George Soros is known as the “man who broke the Bank of England” in the early 1990s, but his main contribution to the financial world is the theory of reflexivity, which claims the following:
- Prices aren’t objective; they’re based on people’s biased perceptions of the future;
- Biased perceptions define people’s buys and sells, so perceptions will influence prices;
- Prices impact perceptions and fundamentals too; therefore perceptions could impact fundamentals.
Soros’s reflexivity theory is also a common-sense explanation of why trends exist and why price momentum could be an excellent equity selection filter.
What happens when the price of a stock makes a new all-time high?
1) The market is considered a feedback mechanism. When prices go up, people assume that their initial investment thesis is right and their expectations justified. They buy more and are joined by even more people wanting to participate in the trend. The fear of missing out is ruling market’s behavior.
2) Higher stock prices mean happy shareholders. Since the manager of our company has made his investors a lot of money, he receives a lot of good faith and patience for future experiments. This manager could make a lot bolder moves and he is given more time to be right.
We have all seen the incredible faith that Amazon’s shareholders have in Jeff Bezos. 16 years after its IPO, Amazon still losses money on the occasional quarter, because it invests heavily in new projects. Amazon missed Wall Street’s earnings expectations in four of its last five reports.
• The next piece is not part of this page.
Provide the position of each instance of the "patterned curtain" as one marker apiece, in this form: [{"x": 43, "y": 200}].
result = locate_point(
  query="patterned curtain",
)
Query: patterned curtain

Any other stock would have been killed for missing estimates so many times. Not Amazon. Its stock climbed 50% in the past year and a half.
Management is an important part of the fundamentals of one company. When investors trust and believe management, they are willing to give his/her company a lot higher P/E multiple, and for a good reason. Investors tend to trust managers that make them money.
3) The company could use its appreciated stock as a currency in order to acquire smaller competitors and the best human talent in its respective field, which makes it a lot stronger, functionally and operationally. We see how Google is scooping up many of the best engineers in the world. We see how Salesforce is incredibly active on the acquisition field. Better people, new and better products, less competitors are all factors that actually improve company’s fundamentals and they could be all derived from higher stock prices. The improved fundamentals attract a completely new set of buyers, which props the prices even higher.
And all of this could be started with just a good story about a better future. This is how perceptions become a reality.
Prices change when expectations change and expectations change when prices change. A good story that could capture the imagination could change expectations. The dream of future profits is what excites people, not the reality.
This is how momentum works, but the process does not last forever. People’s expectations about the future don’t always come true. The market constantly tries to discount events that have not happened yet. As a result, it will sometimes discount events that will never happen. The market is forward looking, but in the same time it is constantly looking for a feedback: in short-term perspective from price; in longer-term perspective – from fundamentals.
Sometimes, expectations turn into a self-fulfilling prophecy and end up impacting fundamentals. More often than not, the discounted future is way too optimistic or pessimistic. It is human nature to over-discounts identified risks and opportunities. When the market realizes that it is not right, it just gaps in the other direction and starts the process of correcting its mistake – that process is usually a lot more violent and quicker.